Gary McPherson, in his article “The Role Of Parents In Children’s Musical Development,” suggests that studies show high-achieving young musicians do not necessarily have musician parents, but do “have parents who actively supported their child’s practice, especially during the initial stages of instruction. For example, parents would either sit in on lessons and/or actively seek regular feedback from their child’s teacher.”
KNOW YOUR STUDENT BEFORE CHOOSING TO ATTEND A LESSON
The second-most important factor when determining if you should attend your student’s lesson is your student. Most students will adjust to a parent’s presence within three months. However, some students find it very difficult to focus with a parent present. Ask yourself four more questions:
- Does your student give their full attention to the teacher while you’re present?
- Even if you’re not being interruptive or judgmental, your student may choose to make you their main focus. With young students, this can be a form of temper-tantrum: the student expresses their desire to avoid work by being “cute” – petulant or entertaining or needy – whatever will divert the adults’ attention without punishment. Other students simply need as few distractions as possible in order to function well.
- Does your student tense up under your attention?
- For musicians, tenseness often leads to injury. If your student is regularly tense while you are in the lesson, it may be best to wait outside.
- Does your student resent you?
- Every parent-child relationship has bad days. During these days (or phases), consider not attending lessons. Your presence is more likely to lead to a tense unfocused student, and in extreme cases, the student may try to do badly in order to embarrass or spite you.
- Does your student make good progress and remain emotionally stable?
- As your student progresses it’s appropriate to attend lessons less frequently. Keep asking this question. Even as your student becomes a teenager and young adult, your simple presence in lessons can be a reminder that you care for them and support their endeavors.

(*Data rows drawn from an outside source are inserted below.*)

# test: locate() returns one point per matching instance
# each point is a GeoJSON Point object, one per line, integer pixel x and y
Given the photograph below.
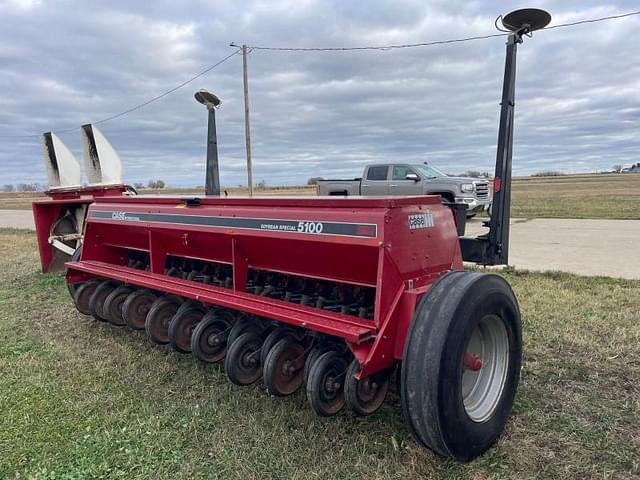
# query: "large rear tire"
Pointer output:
{"type": "Point", "coordinates": [461, 364]}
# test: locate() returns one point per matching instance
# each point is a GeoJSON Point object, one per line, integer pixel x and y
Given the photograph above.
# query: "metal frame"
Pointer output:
{"type": "Point", "coordinates": [493, 248]}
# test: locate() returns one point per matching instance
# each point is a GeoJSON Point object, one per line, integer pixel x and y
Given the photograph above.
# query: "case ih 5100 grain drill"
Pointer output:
{"type": "Point", "coordinates": [328, 293]}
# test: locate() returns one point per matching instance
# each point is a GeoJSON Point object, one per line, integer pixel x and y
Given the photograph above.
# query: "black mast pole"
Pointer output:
{"type": "Point", "coordinates": [493, 247]}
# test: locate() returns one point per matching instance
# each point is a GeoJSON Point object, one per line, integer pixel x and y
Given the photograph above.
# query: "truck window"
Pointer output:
{"type": "Point", "coordinates": [400, 172]}
{"type": "Point", "coordinates": [377, 173]}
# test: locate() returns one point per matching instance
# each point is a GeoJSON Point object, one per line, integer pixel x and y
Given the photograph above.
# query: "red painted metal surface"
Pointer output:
{"type": "Point", "coordinates": [397, 246]}
{"type": "Point", "coordinates": [48, 210]}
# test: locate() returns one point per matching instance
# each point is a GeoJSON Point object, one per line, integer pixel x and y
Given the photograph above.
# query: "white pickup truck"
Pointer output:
{"type": "Point", "coordinates": [413, 179]}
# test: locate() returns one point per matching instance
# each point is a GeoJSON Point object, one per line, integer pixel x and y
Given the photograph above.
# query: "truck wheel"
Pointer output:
{"type": "Point", "coordinates": [461, 364]}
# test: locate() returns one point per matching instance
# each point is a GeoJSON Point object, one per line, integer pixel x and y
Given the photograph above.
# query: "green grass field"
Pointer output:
{"type": "Point", "coordinates": [81, 399]}
{"type": "Point", "coordinates": [569, 196]}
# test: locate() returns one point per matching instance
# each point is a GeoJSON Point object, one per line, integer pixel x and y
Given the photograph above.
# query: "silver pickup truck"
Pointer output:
{"type": "Point", "coordinates": [413, 179]}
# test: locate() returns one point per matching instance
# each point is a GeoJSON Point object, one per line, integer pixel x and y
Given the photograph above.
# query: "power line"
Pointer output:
{"type": "Point", "coordinates": [324, 49]}
{"type": "Point", "coordinates": [593, 20]}
{"type": "Point", "coordinates": [140, 105]}
{"type": "Point", "coordinates": [427, 44]}
{"type": "Point", "coordinates": [382, 47]}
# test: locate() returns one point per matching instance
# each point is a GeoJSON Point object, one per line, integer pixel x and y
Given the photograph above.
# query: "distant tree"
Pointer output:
{"type": "Point", "coordinates": [156, 184]}
{"type": "Point", "coordinates": [314, 180]}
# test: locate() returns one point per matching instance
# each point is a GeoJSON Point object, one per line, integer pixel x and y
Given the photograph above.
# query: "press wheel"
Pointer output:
{"type": "Point", "coordinates": [97, 300]}
{"type": "Point", "coordinates": [136, 307]}
{"type": "Point", "coordinates": [157, 322]}
{"type": "Point", "coordinates": [181, 327]}
{"type": "Point", "coordinates": [83, 295]}
{"type": "Point", "coordinates": [113, 305]}
{"type": "Point", "coordinates": [242, 363]}
{"type": "Point", "coordinates": [209, 338]}
{"type": "Point", "coordinates": [325, 386]}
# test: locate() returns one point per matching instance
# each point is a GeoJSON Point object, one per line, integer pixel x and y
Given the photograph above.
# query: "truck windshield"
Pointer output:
{"type": "Point", "coordinates": [429, 171]}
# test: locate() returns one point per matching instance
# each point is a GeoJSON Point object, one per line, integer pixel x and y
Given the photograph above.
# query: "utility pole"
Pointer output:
{"type": "Point", "coordinates": [247, 128]}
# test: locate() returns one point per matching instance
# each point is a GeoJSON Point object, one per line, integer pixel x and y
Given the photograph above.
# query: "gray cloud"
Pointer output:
{"type": "Point", "coordinates": [325, 113]}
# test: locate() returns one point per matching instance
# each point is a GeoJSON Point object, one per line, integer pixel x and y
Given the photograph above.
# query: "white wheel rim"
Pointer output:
{"type": "Point", "coordinates": [482, 389]}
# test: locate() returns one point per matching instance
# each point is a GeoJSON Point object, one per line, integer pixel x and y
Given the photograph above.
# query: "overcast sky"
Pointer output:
{"type": "Point", "coordinates": [327, 114]}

As your student learns, parents can learn about how their student learns and what motivates them. PBS reminds parents to “Tune into how your child learns.” They write, “By paying attention to how your child learns, you may be able to pique his interest and explain tough topics….” Barbie Wong, speaker for the Davidson Institute, reminds parents that as students grow and change, so must parents: “ Practice is an evolving process and thus you must keep learning to help children at each stage of their musical development.”